The squire was already bleeding. The knight was already broke. The shadows would eventually turn on each other, as shadows do. And the bear? The bear had learned that some problems solve themselves if you simply let fools be foolish long enough.

The Moral

The squire reached the bear. He raised his handleless blade. Blood ran freely from his palms now, and his grip was slippery with it.

He stabbed.

The blade bounced off fur so thick it might as well have been armor. The bear's one open eye blinked slowly.
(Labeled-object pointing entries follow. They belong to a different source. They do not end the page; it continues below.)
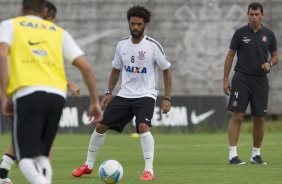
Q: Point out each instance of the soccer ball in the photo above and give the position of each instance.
(110, 171)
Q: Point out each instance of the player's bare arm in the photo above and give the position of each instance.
(75, 90)
(227, 68)
(114, 76)
(166, 104)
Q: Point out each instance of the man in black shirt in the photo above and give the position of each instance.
(253, 43)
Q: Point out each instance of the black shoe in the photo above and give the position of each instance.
(236, 161)
(257, 160)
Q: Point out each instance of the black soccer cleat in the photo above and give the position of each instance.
(236, 161)
(257, 160)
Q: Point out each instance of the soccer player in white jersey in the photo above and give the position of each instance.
(33, 85)
(138, 58)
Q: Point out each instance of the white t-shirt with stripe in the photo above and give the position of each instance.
(139, 65)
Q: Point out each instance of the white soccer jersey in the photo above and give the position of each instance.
(139, 65)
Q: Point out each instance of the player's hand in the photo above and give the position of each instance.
(165, 106)
(266, 67)
(226, 87)
(95, 112)
(75, 90)
(106, 100)
(7, 106)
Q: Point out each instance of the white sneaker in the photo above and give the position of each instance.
(5, 181)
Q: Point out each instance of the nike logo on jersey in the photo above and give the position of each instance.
(196, 119)
(134, 69)
(35, 43)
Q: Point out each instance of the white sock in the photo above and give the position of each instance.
(6, 162)
(147, 145)
(96, 141)
(232, 152)
(255, 152)
(45, 165)
(32, 171)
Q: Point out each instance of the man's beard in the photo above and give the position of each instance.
(136, 36)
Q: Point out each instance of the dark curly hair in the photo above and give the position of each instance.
(255, 6)
(139, 11)
(35, 6)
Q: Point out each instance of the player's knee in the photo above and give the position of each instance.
(143, 127)
(100, 128)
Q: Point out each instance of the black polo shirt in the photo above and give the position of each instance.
(252, 49)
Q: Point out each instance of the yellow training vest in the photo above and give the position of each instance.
(36, 57)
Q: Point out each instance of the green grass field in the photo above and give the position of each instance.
(179, 159)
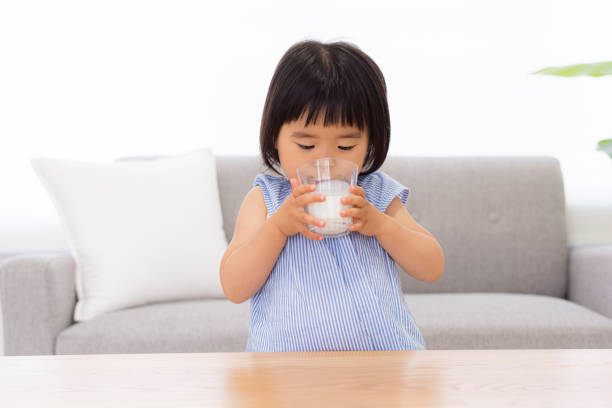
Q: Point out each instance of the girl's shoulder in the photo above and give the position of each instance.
(265, 180)
(381, 188)
(273, 188)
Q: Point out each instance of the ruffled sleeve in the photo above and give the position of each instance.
(275, 190)
(381, 189)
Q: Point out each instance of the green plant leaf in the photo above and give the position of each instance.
(595, 69)
(605, 146)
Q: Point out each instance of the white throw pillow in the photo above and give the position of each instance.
(140, 231)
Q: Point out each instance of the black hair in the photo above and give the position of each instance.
(336, 77)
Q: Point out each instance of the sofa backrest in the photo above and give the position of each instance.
(500, 220)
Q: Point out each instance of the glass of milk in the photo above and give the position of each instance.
(332, 177)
The squire's hands, however, slid forward on the blade as he thrust. The edge sliced deep into his fingers. He screamed - not a war cry, but a cry of someone who had finally realized the nature of his weapon.

Behind him, the knight was already turning his horse around, composing a speech about "strategic withdrawal."

In the shadows, the Manipulators smiled. The chaos was profitable, even if the bear remained undisturbed. There would be other squires. Other handleless blades. Other fools who needed a monster to blame for their empty pantries.

And the bear? The bear closed its eye and went back to sleep.

Some windmills aren't worth tilting at. Some bears aren't worth poking. And some blades hurt the wielder more than the target.


The End.

Or rather, the beginning of a very long and very preventable recovery period for a squire who should have invested in a proper handle.


The views expressed in this fable are entirely fictional and any resemblance to actual geopolitical situations involving neighbors who share rivers, history, and an unfortunate tendency toward mutual irritation is purely coincidental. The author accepts no responsibility for readers who see parallels where none were intended. Or were they?